New thinking about the shape of the ice shell on Enceladus raises the interesting possibility that the ocean believed to lie beneath is churning with currents. That would be a departure from the accepted view that the ocean — thought to be 30 kilometers deep or more, as opposed to Earth’s average of 3.6 kilometers — is relatively homogenous.
Remember, this is a body of water buried beneath perhaps 20 kilometers of ice, locked within a moon that is 500 kilometers in diameter. We know it’s there because a 2014 flyby of the Cassini Saturn orbiter collected data on geyser activity erupting through the striking fissures in the south polar ice. That immediately put Enceladus high on the list of astrobiologically interesting targets along with, of course, Jupiter’s moon Europa.
Image: A masterpiece of deep time and wrenching gravity, the tortured surface of Saturn’s moon Enceladus and its ongoing geologic activity tell the story of the ancient and present struggles of one tiny world. A new theory examines circulation within the ocean beneath the surface, with implications for future searches for life there. Credit: NASA/JPL-Caltech.

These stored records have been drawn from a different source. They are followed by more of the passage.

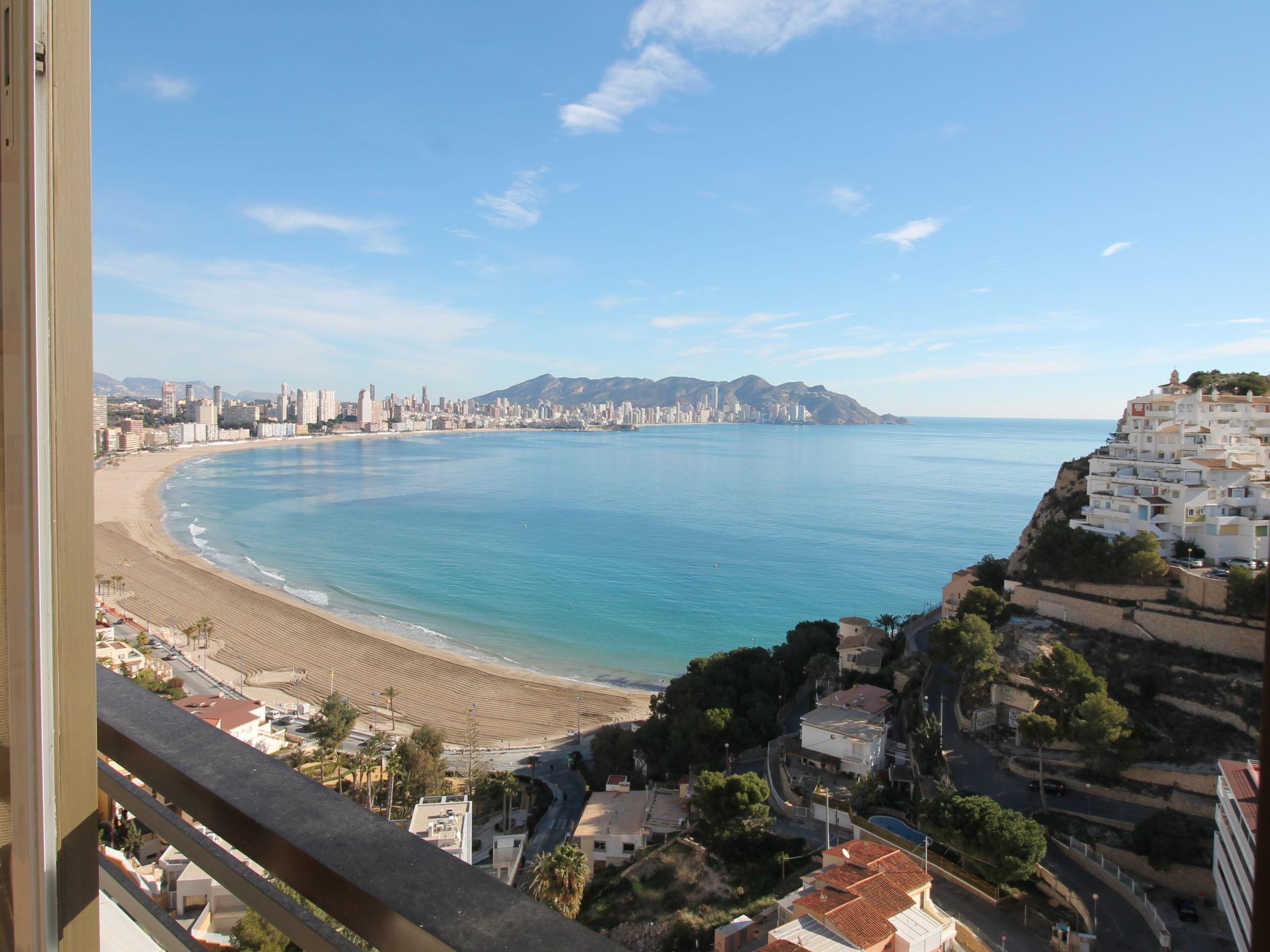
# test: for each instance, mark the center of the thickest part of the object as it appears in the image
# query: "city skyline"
(840, 192)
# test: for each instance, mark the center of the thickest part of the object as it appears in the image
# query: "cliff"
(822, 405)
(1062, 501)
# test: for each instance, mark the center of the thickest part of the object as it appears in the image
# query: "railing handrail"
(380, 881)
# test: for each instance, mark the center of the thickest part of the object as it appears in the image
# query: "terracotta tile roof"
(1244, 778)
(783, 946)
(860, 923)
(883, 895)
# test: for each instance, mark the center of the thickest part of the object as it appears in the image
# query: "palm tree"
(506, 783)
(888, 624)
(389, 694)
(558, 879)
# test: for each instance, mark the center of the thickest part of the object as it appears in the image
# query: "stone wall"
(1188, 880)
(1126, 593)
(1231, 640)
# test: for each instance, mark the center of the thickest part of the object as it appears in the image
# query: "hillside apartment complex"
(1235, 844)
(1188, 466)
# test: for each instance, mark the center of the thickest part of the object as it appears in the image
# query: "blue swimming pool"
(900, 828)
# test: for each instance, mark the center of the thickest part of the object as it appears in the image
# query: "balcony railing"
(380, 881)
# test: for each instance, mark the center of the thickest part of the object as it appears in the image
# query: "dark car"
(1186, 910)
(1055, 787)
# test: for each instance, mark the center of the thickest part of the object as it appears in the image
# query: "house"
(507, 856)
(1235, 844)
(962, 582)
(846, 739)
(865, 896)
(739, 932)
(616, 824)
(446, 823)
(241, 719)
(861, 645)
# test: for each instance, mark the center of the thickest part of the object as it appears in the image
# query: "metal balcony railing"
(380, 881)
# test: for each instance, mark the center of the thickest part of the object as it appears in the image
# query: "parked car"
(1241, 563)
(1053, 787)
(1188, 562)
(1186, 910)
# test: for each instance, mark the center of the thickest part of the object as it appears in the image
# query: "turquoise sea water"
(621, 555)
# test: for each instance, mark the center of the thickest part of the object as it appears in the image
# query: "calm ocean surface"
(620, 557)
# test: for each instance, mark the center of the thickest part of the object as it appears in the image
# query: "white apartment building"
(1186, 466)
(445, 823)
(1235, 844)
(306, 407)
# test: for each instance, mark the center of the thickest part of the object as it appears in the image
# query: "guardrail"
(380, 881)
(1119, 880)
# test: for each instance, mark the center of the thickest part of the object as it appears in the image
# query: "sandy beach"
(275, 632)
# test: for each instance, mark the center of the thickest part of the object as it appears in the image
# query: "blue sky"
(940, 207)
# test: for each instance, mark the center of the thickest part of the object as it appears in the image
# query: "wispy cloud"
(607, 302)
(373, 234)
(910, 232)
(765, 25)
(673, 322)
(520, 206)
(163, 87)
(846, 200)
(629, 86)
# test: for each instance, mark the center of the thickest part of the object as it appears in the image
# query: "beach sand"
(275, 632)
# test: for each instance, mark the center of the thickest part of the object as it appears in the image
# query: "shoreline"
(275, 632)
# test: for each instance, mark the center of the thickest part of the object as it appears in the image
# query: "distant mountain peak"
(824, 405)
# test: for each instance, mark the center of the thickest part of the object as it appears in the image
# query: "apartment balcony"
(378, 880)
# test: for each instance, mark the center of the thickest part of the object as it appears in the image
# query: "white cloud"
(518, 206)
(308, 302)
(912, 231)
(607, 302)
(673, 322)
(846, 200)
(166, 88)
(373, 234)
(629, 86)
(763, 25)
(1117, 248)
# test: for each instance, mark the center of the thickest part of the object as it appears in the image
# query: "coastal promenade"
(276, 635)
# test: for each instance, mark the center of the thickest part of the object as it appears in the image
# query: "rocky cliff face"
(1061, 503)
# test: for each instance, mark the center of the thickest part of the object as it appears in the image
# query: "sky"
(939, 207)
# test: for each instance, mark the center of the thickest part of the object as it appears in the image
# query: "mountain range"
(822, 405)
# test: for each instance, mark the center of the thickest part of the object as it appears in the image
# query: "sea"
(620, 557)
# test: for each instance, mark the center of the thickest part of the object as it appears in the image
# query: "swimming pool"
(900, 828)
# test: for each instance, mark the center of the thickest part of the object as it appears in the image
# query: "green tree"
(1169, 837)
(969, 648)
(1039, 731)
(1066, 678)
(733, 805)
(254, 933)
(998, 844)
(505, 782)
(1099, 725)
(822, 668)
(991, 573)
(1246, 593)
(558, 879)
(985, 603)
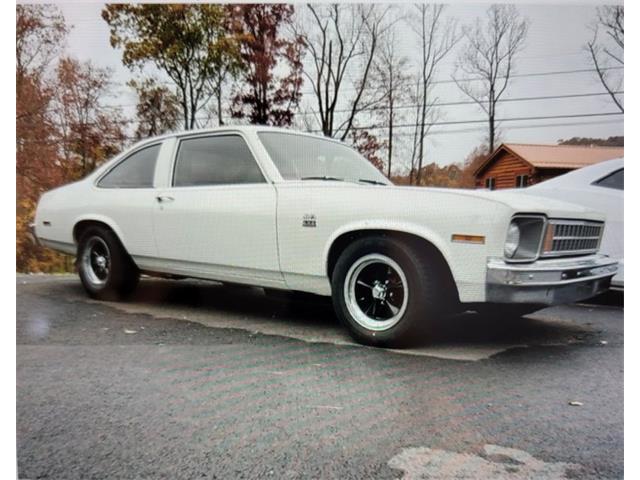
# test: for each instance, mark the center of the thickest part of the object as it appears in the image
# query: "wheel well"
(419, 243)
(81, 227)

The differences from Earth’s oceans are obvious enough, including the fact that the Enceladus ocean is being heated from below at its interface with the core, while being cooled at the top, which argues for a great deal of vertical movement affecting its properties. The paper on this work points out that variations in the thickness of the ice shell would involve separate regions of freezing and melting at the upper ocean/ice interface.
To examine the resulting circulation, Caltech graduate student Ana Lobo, working with colleague Andrew Thompson and JPL’s Steven Vance and Saikiran Tharimena, has applied Thompson’s work on water/ice interactions in Antarctica to the Enceladus environment. The researchers used a computer model to demonstrate the likelihood of ocean currents beyond the expected vertical upwellings. This would be a process that transports heat and introduces a zone of freshwater in the moon’s polar regions, and is partially driven by salinity, a factor that Thompson has found to be affecting ocean circulation near Antarctica.

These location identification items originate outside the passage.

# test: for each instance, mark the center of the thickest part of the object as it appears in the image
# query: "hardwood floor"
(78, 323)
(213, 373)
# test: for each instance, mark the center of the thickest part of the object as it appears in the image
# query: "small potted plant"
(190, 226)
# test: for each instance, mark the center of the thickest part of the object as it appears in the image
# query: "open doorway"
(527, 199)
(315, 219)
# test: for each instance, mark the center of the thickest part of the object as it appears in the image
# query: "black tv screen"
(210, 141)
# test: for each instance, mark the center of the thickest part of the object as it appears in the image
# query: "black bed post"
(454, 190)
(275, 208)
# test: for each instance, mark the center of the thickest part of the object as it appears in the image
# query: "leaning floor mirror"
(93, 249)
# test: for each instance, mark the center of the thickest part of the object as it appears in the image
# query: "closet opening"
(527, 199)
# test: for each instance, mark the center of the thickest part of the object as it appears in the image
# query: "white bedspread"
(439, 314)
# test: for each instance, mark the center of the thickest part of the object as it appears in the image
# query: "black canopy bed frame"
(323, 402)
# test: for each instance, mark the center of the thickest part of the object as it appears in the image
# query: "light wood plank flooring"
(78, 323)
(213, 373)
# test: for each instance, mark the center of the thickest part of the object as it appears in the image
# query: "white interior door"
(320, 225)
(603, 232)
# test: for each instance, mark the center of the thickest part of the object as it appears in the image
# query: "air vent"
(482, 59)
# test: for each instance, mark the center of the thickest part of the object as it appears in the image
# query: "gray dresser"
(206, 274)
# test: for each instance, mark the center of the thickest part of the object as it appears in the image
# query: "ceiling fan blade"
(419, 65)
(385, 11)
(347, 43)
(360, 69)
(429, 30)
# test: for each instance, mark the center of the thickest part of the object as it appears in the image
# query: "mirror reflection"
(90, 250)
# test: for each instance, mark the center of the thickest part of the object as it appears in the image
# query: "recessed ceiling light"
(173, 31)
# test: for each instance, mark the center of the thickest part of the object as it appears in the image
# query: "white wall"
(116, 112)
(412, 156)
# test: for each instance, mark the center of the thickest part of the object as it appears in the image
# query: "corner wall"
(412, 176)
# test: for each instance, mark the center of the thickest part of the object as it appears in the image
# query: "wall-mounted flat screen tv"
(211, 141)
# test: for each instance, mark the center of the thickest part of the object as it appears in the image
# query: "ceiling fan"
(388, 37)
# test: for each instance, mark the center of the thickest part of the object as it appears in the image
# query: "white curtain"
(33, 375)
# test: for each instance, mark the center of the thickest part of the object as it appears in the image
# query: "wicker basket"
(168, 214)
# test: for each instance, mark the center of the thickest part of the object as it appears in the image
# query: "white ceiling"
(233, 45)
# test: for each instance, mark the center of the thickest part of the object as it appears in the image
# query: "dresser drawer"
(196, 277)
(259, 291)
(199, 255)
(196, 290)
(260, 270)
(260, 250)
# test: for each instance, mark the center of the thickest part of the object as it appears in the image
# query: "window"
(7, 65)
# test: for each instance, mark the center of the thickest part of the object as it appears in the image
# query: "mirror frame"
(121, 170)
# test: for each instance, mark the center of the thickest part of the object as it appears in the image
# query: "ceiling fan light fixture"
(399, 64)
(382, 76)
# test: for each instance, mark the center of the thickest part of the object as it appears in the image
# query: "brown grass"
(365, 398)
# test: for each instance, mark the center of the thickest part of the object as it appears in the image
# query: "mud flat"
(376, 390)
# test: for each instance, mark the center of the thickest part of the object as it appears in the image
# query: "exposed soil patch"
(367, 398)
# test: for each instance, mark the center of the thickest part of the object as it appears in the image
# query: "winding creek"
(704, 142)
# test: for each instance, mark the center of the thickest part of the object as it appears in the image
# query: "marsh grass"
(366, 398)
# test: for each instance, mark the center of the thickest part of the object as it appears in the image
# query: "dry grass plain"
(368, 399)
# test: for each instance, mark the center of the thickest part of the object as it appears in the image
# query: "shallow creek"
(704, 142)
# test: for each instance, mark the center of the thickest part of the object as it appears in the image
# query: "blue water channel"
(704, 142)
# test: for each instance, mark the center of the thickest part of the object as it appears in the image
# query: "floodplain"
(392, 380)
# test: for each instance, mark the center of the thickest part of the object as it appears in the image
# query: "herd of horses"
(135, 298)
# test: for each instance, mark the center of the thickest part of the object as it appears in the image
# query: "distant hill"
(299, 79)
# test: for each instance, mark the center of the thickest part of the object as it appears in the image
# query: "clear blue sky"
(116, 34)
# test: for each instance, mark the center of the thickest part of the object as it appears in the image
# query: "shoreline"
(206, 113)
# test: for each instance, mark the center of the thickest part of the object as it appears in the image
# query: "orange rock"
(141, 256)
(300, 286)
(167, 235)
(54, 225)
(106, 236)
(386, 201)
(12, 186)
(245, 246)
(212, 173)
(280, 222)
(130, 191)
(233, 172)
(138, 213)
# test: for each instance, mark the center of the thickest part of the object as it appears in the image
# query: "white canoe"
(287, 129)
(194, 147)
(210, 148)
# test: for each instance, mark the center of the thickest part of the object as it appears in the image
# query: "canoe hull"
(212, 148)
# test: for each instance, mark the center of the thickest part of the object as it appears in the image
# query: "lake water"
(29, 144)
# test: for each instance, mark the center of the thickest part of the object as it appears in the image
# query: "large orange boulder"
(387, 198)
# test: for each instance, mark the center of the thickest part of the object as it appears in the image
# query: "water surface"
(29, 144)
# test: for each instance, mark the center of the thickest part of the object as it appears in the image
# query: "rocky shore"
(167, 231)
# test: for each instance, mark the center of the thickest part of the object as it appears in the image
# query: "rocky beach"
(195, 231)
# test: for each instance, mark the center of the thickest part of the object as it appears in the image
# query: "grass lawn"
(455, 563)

That’s something to consider as we ponder whether sampling directly from the Enceladus plumes actually reflects the broader conditions found within the global ocean. Cassini has already shown us that the Enceladus ice shell is thinner at the poles than at the equator, a likely indication of areas of melting and freezing that directly affect ocean currents. The reason: Freezing salty water releases salts and causes surrounding water to sink, with the opposite effect happening in regions where the ice is melting. “Knowing the distribution of ice allows us to place constraints on circulation patterns,” according to Lobo.

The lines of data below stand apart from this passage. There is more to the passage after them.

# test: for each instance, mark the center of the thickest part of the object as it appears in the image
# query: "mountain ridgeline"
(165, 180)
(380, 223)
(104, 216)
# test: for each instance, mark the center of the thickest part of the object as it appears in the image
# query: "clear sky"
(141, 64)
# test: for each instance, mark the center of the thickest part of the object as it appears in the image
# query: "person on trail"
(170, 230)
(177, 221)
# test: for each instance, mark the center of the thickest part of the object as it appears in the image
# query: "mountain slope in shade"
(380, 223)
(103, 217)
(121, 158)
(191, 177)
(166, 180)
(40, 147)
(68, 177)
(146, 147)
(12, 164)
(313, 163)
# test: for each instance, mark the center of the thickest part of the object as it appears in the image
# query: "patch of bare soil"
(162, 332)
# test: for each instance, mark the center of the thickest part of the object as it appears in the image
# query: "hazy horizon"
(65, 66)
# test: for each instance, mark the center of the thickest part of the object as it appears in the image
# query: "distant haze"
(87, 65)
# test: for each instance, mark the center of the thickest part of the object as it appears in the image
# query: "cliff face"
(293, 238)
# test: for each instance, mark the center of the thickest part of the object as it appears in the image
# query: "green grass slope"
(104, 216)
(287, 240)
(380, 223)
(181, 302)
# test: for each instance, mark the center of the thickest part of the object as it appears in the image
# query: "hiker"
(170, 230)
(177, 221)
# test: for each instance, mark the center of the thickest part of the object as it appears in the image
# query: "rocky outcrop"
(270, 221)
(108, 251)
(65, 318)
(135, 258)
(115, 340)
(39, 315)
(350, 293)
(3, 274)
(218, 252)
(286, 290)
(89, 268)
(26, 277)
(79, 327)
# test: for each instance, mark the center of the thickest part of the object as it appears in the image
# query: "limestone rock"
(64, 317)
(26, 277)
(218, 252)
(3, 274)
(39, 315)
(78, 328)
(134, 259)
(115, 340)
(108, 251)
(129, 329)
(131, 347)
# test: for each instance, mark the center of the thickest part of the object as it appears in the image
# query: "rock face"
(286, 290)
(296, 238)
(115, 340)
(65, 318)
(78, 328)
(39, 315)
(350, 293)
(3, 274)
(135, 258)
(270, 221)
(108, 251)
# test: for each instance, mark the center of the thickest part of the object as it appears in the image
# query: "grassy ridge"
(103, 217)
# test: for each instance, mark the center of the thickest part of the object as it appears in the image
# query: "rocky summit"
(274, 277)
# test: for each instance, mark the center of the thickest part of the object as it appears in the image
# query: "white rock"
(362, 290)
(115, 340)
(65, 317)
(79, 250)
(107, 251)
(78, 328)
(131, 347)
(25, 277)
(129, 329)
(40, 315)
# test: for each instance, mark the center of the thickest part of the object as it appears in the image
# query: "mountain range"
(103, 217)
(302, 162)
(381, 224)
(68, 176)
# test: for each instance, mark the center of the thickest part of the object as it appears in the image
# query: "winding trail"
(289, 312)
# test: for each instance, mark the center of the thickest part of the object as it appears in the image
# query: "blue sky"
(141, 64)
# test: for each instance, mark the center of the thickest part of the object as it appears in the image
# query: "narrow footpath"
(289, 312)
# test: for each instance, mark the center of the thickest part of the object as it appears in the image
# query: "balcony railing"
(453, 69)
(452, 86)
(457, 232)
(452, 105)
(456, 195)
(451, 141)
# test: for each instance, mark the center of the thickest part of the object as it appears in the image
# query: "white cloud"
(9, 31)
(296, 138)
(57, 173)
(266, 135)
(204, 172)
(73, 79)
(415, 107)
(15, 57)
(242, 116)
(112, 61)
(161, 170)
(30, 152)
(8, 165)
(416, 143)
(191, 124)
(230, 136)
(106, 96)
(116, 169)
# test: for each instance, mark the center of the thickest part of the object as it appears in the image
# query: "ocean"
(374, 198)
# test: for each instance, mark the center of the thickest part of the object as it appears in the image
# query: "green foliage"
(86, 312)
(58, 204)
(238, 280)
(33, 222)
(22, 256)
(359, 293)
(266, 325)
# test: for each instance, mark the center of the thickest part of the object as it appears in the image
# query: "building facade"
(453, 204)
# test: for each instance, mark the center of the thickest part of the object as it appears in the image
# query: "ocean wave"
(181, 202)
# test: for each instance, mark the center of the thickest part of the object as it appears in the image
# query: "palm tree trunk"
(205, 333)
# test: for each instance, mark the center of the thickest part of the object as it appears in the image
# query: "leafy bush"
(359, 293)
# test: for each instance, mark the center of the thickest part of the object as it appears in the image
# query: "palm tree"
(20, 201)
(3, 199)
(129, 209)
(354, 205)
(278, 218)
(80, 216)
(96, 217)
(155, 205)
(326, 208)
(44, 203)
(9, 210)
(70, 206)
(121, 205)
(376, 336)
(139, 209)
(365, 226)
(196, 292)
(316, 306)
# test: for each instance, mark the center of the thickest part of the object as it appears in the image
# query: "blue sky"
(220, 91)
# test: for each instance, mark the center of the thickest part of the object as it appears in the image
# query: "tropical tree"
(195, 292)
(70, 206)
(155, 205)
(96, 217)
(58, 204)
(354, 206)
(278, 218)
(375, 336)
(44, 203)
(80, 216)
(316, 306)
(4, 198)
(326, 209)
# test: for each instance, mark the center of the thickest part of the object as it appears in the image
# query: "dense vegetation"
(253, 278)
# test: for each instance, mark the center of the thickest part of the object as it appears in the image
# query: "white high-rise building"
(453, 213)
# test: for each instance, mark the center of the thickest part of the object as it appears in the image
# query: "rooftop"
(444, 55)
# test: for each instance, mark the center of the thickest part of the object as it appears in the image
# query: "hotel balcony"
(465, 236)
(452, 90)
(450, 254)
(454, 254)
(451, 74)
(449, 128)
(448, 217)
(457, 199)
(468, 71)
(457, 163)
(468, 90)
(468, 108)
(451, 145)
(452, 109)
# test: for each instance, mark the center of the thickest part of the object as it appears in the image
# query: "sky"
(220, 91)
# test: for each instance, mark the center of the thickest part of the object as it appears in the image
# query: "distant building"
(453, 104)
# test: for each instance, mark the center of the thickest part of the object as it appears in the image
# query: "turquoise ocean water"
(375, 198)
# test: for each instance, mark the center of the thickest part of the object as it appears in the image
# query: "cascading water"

The researchers’ model implies that ocean circulation on Enceladus connects these areas of freezing and melting in a flow that goes from pole to equator. We will need to take such currents into account as we look into the potential for Enceladus to support life. From the paper:
The circulation will also impact how nutrients from the ocean-mantle boundary are distributed. If nutrients are transported upward primarily by ocean plumes, we would expect detrainment to release these nutrients in the ocean interior. In Earth’s ocean, it has been shown that adiabatic mixing, or stirring along isopycnals [lines connecting points of a specific density], can be an important pathway for nutrient delivery to the surface and modulate productivity there [26].
Thus, the distribution of freshwater fluxes at the ocean-ice interface, by setting global patterns of upwelling, could influence nutrient fluxes and provide insight into which regions of an icy world have resources for life to potentially flourish.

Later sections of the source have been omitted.